Sierra Leone’s newspapers also criticised Massaquoi’s release. “If Gibril Massaquoi can be freed, then why try corporal Foday Sankoh (the RUF leader who has been sentenced to death). Little wonder why some people prefer mob justice,” said the independent newspaper “Vision” in its editorial on Friday.
More than 40 civilians have so far been sentenced to death for their part in the 1997 coup. Last month 24 military officers were publicly executed by a firing squad, after they were found guilty of treason, by a military court.
The 24 were executed despite appeals for clemency by the international community. “The use of the death sentence penalty will not contribute to the process of reconciliation in Sierra Leone,” the London-based human rights group ‘Amnesty International’ said, shortly before the execution.
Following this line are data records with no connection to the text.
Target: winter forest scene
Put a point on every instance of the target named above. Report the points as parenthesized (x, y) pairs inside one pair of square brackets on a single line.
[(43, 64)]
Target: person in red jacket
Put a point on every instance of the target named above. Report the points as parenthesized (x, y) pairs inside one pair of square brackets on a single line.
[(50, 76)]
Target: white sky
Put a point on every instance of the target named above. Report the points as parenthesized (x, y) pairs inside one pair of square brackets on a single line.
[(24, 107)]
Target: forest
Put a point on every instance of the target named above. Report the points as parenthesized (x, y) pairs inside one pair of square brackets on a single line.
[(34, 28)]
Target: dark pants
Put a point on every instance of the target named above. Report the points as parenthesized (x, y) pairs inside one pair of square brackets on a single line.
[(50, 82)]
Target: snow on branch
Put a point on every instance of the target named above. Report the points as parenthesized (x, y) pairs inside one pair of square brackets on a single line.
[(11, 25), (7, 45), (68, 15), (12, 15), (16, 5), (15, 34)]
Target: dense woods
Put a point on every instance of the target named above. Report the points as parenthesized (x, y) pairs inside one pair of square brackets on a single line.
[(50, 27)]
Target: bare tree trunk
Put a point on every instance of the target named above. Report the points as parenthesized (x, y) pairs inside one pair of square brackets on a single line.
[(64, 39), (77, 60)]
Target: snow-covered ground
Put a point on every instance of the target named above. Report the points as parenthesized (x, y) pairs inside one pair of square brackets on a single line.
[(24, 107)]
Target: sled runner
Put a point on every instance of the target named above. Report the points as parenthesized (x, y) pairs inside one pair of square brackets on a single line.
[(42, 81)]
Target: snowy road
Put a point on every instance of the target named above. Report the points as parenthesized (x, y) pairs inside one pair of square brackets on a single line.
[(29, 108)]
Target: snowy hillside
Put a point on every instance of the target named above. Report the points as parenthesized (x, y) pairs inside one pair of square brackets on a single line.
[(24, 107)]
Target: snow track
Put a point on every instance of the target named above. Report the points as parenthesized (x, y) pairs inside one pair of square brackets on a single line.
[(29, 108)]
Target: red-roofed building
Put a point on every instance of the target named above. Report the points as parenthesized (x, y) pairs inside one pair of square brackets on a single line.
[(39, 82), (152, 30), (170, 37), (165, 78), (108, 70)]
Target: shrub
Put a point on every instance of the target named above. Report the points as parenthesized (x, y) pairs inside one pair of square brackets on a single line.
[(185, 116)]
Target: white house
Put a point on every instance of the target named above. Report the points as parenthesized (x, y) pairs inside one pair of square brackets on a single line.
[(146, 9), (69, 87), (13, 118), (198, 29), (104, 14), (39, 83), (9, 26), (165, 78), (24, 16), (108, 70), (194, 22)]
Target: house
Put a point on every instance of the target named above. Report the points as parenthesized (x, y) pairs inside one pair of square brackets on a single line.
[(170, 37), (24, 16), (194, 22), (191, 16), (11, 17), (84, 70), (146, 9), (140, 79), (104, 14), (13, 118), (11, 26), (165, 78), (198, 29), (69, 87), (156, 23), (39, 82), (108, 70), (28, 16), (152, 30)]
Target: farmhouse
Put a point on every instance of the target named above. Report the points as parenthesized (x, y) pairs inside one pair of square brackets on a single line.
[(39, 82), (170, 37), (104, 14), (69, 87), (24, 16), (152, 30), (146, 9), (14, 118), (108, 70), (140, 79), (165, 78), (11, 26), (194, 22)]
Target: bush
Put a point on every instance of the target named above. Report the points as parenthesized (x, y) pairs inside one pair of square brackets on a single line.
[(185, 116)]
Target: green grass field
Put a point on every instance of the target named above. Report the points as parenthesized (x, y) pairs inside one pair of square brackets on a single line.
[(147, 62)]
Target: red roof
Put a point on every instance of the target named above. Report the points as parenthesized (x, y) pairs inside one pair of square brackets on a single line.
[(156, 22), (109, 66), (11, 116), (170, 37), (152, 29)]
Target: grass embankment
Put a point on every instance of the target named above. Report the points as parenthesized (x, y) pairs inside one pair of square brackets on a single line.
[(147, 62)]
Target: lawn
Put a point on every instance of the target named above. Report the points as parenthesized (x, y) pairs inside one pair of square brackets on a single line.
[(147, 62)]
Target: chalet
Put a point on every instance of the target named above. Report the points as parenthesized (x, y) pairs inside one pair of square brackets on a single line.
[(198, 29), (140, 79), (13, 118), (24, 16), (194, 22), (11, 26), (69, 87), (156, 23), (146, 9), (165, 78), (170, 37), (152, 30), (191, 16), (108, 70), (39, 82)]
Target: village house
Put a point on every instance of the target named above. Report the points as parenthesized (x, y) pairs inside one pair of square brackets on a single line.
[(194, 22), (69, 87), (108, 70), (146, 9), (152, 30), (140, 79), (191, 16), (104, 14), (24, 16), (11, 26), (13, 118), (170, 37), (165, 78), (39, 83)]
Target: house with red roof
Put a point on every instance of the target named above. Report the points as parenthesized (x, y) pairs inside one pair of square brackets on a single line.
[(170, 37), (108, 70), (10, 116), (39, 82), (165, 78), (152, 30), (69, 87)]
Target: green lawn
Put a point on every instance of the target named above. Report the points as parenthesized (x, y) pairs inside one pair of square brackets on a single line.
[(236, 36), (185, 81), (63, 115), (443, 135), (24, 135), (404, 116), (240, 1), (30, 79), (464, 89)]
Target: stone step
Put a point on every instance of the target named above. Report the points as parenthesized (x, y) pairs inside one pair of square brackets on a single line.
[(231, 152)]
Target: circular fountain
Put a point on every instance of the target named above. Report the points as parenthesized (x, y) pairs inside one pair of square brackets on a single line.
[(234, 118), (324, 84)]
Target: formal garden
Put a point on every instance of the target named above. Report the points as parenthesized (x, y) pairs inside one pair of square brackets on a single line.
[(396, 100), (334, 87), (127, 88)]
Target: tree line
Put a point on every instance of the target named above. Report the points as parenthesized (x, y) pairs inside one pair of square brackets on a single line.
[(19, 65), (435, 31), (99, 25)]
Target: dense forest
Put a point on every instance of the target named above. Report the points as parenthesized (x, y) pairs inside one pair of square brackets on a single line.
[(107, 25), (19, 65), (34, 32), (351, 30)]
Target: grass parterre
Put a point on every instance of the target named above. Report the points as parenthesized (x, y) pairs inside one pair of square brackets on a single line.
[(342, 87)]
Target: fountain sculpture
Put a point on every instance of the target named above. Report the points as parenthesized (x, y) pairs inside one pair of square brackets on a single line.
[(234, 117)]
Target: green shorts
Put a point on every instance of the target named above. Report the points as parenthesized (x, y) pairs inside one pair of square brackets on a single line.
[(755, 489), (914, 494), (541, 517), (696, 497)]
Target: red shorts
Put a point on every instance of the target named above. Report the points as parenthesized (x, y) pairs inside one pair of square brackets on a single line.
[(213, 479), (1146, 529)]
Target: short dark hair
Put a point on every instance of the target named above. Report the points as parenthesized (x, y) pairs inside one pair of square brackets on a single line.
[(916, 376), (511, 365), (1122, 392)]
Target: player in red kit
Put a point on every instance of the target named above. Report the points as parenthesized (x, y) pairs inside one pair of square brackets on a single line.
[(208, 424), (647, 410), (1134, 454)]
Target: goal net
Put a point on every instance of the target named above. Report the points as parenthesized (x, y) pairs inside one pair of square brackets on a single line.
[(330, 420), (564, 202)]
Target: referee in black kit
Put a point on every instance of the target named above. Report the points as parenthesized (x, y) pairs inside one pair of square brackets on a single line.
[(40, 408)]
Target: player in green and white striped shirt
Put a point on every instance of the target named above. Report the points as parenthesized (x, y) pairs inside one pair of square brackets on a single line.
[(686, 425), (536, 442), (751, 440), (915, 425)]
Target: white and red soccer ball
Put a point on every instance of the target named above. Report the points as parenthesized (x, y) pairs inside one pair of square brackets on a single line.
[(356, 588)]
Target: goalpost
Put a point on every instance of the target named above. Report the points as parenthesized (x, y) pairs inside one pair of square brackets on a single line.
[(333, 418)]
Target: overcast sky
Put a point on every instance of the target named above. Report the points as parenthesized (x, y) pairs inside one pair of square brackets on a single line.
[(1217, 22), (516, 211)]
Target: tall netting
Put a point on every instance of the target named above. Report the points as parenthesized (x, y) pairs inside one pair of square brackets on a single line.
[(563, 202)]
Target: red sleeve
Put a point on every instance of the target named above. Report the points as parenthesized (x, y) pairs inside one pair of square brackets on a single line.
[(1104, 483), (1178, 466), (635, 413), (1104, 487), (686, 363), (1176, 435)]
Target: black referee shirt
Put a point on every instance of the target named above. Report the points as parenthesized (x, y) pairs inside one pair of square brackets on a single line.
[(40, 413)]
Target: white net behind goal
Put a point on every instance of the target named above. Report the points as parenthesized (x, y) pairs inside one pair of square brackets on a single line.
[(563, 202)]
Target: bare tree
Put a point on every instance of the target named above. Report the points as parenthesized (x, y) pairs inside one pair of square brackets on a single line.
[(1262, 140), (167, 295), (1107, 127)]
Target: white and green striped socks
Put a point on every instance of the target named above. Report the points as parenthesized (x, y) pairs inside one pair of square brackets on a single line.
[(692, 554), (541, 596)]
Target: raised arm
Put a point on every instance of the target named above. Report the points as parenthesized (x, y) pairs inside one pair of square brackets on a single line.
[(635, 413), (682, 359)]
Britain also appealed to President Ahmed Tejan Kabbah to commute the death penalty to a prison sentence.
Kabbah, still enraged by the coup, fled into exile in neighbouring Guinea with his government and returned to Sierra Leone only after the junta was toppled by a Nigerian-led West African peacekeeping force “ECOMOG’ in February.
After they were overthrown, the remnants of the junta fled into the countryside where they are wagging a guerrilla war against the Kabbah government.
President Kabbah has offered amnesty to rebels who lay down their weapons. A demobilisation, disarmament and reintegration (DDR) of ex-combatants is currently underway, with funds provided by the World Bank, the United States and Britain.